Textilbündnis - Bündnisinitiative Tamil Nadu

Bündnisinitiative Tamil Nadu

Tamil Nadu ist einer der Hotspots der indischen Textilindustrie. In den etwa 2.000 Spinnereien des Bundesstaates arbeiten zu 80 Prozent junge Frauen und Mädchen. Landesweit stellen sie die größte Menge von Garnen und Fasern her. Ihr Arbeitsleben ist geprägt von Ausbeutung durch Pauschalverträge, Löhne unterhalb des offiziellen Mindestlohns, exzessiven Überstunden, der Unterdrückung von Gewerkschaften, mangelnder Vereinigungsfreiheit und geschlechtsspezifischer Gewalt. Dabei fehlt es zumeist nicht an entsprechenden Gesetzen und Vorschriften, sondern an deren Einhaltung und Durchsetzung.

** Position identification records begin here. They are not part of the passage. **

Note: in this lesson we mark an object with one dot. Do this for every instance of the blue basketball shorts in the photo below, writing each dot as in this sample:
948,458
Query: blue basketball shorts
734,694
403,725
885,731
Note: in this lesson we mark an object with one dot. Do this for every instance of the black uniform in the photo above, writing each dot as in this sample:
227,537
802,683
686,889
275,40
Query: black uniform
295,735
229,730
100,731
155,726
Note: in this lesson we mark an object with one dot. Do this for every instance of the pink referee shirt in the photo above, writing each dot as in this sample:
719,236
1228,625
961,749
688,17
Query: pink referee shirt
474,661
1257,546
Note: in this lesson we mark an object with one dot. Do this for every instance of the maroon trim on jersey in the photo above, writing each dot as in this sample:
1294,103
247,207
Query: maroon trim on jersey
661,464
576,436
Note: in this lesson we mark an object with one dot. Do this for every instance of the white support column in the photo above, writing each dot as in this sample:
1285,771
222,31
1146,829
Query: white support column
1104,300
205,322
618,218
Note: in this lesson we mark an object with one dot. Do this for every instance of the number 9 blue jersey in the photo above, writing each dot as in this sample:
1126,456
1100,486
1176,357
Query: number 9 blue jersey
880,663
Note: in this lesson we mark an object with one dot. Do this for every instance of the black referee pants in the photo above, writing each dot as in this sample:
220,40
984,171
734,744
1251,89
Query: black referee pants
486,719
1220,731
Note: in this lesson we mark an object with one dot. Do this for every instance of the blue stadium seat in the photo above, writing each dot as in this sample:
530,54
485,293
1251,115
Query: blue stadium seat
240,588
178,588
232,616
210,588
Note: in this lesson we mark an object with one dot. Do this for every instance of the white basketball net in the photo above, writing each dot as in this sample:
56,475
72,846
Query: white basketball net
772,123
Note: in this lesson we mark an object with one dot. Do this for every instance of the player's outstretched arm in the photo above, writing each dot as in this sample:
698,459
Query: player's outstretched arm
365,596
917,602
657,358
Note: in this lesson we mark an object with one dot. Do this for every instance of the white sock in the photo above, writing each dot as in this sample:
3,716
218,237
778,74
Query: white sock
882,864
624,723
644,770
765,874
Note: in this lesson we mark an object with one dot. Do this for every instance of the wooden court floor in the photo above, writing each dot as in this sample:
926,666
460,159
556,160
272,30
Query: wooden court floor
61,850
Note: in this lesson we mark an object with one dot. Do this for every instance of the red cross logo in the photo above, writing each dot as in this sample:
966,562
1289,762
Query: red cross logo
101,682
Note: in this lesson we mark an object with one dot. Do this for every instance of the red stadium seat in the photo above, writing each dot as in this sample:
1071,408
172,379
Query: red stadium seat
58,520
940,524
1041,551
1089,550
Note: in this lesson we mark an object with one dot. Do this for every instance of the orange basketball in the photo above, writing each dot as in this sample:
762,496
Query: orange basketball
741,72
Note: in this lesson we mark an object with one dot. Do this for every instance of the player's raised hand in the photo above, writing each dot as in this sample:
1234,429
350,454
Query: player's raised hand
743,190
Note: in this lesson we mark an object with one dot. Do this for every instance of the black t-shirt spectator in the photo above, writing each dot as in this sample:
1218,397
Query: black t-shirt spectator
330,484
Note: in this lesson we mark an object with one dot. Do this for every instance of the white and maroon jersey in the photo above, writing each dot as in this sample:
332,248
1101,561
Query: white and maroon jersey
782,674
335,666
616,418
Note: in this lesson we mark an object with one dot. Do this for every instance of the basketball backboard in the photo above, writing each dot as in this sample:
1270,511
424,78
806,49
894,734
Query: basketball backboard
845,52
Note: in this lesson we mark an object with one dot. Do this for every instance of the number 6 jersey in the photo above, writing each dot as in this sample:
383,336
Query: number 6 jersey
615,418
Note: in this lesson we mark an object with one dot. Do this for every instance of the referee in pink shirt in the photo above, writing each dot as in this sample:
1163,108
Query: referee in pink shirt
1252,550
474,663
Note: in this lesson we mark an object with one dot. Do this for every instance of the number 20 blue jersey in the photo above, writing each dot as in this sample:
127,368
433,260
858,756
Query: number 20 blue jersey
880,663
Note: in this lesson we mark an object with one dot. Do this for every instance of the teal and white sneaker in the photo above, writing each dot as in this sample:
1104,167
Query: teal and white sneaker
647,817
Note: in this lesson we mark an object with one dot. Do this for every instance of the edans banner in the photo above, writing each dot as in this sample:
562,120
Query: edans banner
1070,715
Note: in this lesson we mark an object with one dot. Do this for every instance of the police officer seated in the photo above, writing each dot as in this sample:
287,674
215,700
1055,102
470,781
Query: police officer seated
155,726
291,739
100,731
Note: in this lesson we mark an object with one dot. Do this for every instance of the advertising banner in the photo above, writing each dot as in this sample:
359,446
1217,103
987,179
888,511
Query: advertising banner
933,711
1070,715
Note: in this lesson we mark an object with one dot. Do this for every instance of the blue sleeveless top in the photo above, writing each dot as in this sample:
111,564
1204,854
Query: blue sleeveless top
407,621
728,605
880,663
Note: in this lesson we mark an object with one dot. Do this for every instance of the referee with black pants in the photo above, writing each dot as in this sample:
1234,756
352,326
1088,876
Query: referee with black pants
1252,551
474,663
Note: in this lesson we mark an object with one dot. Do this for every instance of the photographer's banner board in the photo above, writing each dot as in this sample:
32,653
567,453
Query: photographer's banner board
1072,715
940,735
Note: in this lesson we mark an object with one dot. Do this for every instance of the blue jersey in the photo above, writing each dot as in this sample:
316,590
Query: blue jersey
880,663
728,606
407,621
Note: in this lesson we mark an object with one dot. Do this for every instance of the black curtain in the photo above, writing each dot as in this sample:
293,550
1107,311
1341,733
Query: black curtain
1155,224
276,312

Zu den schwersten Arbeits- und Menschenrechtsverstößen zählt insbesondere in Tamil Nadu das Sumangali- oder Camp-Labour-System, unter dem vor allem sehr junge Mädchen zwischen 14 und 18 Jahren Zwangsarbeit leisten müssen. Mit der Bündnisinitiative Tamil Nadu kämpfen wir gegen diese und jede andere Form der Ausbeutung in dem südindischen Bundesstaat. Die Initiative, die wir im Rahmen des Textilbündnisses mit unserer Partnerorganisation SAVE ins Leben gerufen haben, will eine umfassende, systemische Verbesserung der Arbeitsbedingungen in der gesamten Textil- und Bekleidungsindustrie Tamil Nadus erreichen. Schon bis Anfang 2020 sollen davon rund 500.000 Arbeiter_innen nachhaltig profitieren. Seit dem Start der Initiative im Juli 2018 arbeiten unsere Partner_innen von SAVE vor Ort an der Umsetzung dieses Ziels. Ein erster Fortschrittsbericht liegt bereits vor.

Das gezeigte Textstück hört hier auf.